It is now par for the course for most big-name videogames to release a special edition designed to enrapture the more passionate/nerdly fans, ensure more pre-orders and make a few bonus groats on each copy sold. It is also now par for the course for many big-name videogames to include bonus DLC, skins and that sort of thing when pre-ordered at certain retailers – designed to ensure the promotional support of those hollow-eyed high-street rotters who so regularly place their hands around the neck of the games industry. For Assassin’s Creed: Revelations, both of these steps have been taken. And then some.
There are no less than seven different editions of Ubisoft’s latest man-stabber due, each with its own bonus content and tchotchkes, plus assorted pre-order DLC shenanigans on top of that. And that’s before you throw in whatever they end up doing with the download version(s) of the game.

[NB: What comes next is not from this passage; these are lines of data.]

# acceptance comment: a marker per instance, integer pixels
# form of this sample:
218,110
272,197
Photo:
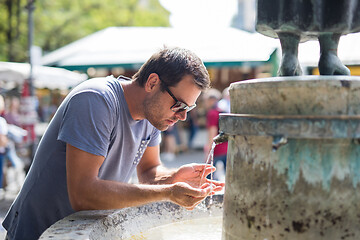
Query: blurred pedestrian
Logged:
3,142
224,103
212,97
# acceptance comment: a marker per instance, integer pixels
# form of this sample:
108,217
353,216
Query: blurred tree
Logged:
60,22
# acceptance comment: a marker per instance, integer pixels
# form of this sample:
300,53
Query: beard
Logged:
154,113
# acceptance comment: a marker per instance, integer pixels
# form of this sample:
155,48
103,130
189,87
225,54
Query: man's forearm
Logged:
103,194
157,175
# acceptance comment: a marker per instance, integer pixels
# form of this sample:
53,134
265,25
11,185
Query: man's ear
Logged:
152,81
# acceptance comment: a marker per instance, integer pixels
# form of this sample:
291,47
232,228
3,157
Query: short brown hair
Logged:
172,64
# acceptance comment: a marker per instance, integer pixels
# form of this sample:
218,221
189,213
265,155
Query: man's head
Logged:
173,80
172,64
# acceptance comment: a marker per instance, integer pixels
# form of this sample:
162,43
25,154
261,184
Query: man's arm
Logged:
87,191
151,171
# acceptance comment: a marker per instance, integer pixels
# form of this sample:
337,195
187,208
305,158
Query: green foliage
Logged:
60,22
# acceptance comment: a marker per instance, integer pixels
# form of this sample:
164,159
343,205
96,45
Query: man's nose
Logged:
181,115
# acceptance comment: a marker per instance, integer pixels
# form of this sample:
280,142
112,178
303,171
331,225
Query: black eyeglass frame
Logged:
178,106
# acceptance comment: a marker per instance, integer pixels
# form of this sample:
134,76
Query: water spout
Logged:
220,138
278,141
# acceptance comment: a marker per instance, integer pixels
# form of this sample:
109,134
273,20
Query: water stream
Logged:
210,160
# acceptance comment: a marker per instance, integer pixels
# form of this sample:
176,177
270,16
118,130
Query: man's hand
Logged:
195,176
185,195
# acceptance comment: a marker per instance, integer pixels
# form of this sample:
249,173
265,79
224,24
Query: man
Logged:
103,130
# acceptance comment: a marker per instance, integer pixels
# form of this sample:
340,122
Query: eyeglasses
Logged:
179,106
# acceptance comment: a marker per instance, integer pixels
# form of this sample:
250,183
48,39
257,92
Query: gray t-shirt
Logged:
95,118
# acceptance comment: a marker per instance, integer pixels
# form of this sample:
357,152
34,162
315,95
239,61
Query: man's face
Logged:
157,108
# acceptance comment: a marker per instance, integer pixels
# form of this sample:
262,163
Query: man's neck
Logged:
134,97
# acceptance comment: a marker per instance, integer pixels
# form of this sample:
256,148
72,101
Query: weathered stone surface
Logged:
123,223
307,187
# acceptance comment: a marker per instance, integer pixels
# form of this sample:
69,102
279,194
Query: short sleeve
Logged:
87,123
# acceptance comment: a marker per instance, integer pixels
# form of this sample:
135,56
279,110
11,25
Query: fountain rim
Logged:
291,126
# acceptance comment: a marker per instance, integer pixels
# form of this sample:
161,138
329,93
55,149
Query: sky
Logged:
200,13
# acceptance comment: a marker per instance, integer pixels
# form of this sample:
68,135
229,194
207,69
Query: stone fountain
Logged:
293,169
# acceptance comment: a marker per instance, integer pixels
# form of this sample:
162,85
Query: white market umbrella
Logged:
43,77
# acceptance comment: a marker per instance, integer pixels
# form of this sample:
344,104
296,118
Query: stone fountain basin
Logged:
124,223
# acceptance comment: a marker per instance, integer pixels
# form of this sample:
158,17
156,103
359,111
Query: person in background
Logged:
212,97
224,103
3,142
103,131
193,128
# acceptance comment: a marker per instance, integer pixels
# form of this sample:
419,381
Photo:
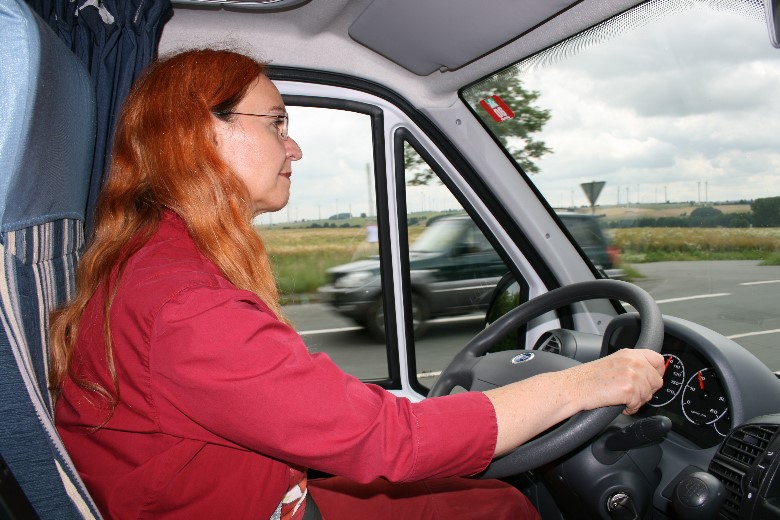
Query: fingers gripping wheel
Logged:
470,361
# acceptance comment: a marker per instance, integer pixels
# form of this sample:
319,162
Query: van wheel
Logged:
375,322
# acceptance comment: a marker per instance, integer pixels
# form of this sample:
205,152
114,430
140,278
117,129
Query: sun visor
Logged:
428,35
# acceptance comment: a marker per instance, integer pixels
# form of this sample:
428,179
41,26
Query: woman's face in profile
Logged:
254,148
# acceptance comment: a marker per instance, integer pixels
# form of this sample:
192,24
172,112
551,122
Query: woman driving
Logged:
182,392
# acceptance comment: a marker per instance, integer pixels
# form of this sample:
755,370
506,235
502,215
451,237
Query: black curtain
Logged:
116,40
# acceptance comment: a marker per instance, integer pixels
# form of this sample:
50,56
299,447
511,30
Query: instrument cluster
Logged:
692,396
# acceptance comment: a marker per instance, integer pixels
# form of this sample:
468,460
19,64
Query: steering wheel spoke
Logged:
474,370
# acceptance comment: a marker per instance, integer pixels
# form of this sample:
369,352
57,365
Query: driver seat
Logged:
47,133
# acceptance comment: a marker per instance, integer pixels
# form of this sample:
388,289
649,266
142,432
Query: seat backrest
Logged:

What fresh madness is this?
Let Wikipedia be your guide to trying to start to begin to figure it out, or click the above image for a legible version of whatever the hell’s going on here. Admittedly, a couple of these are territory-specific variations of each other, but even so. Good grief.
I’ll just stick to the standard edition, cheers. I can live with less for the sake of peace, less codes to type in and no spiky plastic junk in my house. I am very much looking forward to the game itself, though – Brotherhood was a splendid old time.